METHOD: The authors searched Medline, EMBASE, and Cochrane Library databases in May 2012 to identify peer-reviewed, English-language studies with contemporaneous controls comparing inpatient mortality, 30-day readmission rate, and/or length of stay (LOS) for inpatients admitted to teaching or nonteaching GIM services.

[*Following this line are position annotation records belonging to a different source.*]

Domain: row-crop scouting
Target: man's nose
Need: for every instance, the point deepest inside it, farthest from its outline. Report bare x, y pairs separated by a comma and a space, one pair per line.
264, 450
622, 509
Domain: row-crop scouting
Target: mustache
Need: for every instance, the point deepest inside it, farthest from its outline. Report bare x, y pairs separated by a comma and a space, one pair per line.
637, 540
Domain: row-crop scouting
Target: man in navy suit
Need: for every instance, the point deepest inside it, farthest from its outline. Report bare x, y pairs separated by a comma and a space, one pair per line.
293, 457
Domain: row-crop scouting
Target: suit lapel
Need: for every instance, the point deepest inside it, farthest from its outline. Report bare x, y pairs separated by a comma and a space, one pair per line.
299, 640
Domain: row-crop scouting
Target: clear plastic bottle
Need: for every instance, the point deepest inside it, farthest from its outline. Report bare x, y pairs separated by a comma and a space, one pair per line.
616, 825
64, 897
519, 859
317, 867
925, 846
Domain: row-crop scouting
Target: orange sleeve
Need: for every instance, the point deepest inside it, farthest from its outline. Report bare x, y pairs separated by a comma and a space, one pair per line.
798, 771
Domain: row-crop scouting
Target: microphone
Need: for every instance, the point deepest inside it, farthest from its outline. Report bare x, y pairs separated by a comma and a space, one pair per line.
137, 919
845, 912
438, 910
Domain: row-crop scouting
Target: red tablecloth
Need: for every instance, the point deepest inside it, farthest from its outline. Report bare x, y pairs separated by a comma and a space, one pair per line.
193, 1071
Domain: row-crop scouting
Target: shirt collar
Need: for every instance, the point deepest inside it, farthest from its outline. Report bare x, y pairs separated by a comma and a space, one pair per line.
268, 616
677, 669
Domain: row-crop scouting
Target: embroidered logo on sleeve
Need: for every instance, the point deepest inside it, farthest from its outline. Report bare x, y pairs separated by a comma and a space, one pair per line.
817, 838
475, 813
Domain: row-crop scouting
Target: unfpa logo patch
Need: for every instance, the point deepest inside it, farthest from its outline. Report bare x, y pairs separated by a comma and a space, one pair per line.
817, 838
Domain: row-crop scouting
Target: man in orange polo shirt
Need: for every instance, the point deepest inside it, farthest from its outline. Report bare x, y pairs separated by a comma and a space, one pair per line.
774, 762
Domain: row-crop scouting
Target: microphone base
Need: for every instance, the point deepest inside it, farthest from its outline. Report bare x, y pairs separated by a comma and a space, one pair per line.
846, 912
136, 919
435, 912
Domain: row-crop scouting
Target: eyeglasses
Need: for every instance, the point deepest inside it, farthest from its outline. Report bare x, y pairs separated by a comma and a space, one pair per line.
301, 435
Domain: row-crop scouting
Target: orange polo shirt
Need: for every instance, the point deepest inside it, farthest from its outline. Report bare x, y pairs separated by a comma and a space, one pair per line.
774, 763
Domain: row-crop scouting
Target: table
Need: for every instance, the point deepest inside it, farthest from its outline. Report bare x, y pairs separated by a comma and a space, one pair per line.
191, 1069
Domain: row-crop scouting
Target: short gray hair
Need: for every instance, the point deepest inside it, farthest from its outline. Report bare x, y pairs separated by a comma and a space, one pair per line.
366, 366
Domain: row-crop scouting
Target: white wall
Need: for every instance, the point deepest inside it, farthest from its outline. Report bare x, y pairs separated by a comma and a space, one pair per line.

RESULTS: The 15 included studies (1 randomized controlled trial, 14 observational) included 108,570 patients admitted to U.S. hospitals during 1987-2011. Inpatient mortality did not differ between teaching and nonteaching services (13 studies, 108,015 patients; 2.5% versus 2.8%; OR, 1.07; 95% CI, 0.87-1.32; I = 82%); results were consistent in risk-adjusted studies (adjusted OR, 0.91; 95% CI, 0.76-1.08) and higher-quality studies (OR, 0.94; 95% CI, 0.73-1.21). There were no differences in 30-day readmission rates (11 studies, 106,021 patients; 15.1% versus 13.1%; OR, 1.05; 95% CI, 0.93-1.18). Patients on teaching services appeared to have longer LOS (11 studies, 82,352 patients; unadjusted mean difference, 0.40 days; 95% CI, 0.04-0.77 days), but there was substantial heterogeneity (I = 95%). Differences disappeared in risk-adjusted studies (mean difference: -0.09 days; 95% CI, -0.24 to 0.06 days) and in higher-quality studies (mean difference: -0.05 days; 95% CI, -0.37 to 0.28 days).
CONCLUSIONS: There was no convincing evidence that outcomes differed substantively for patients admitted to teaching or nonteaching GIM services.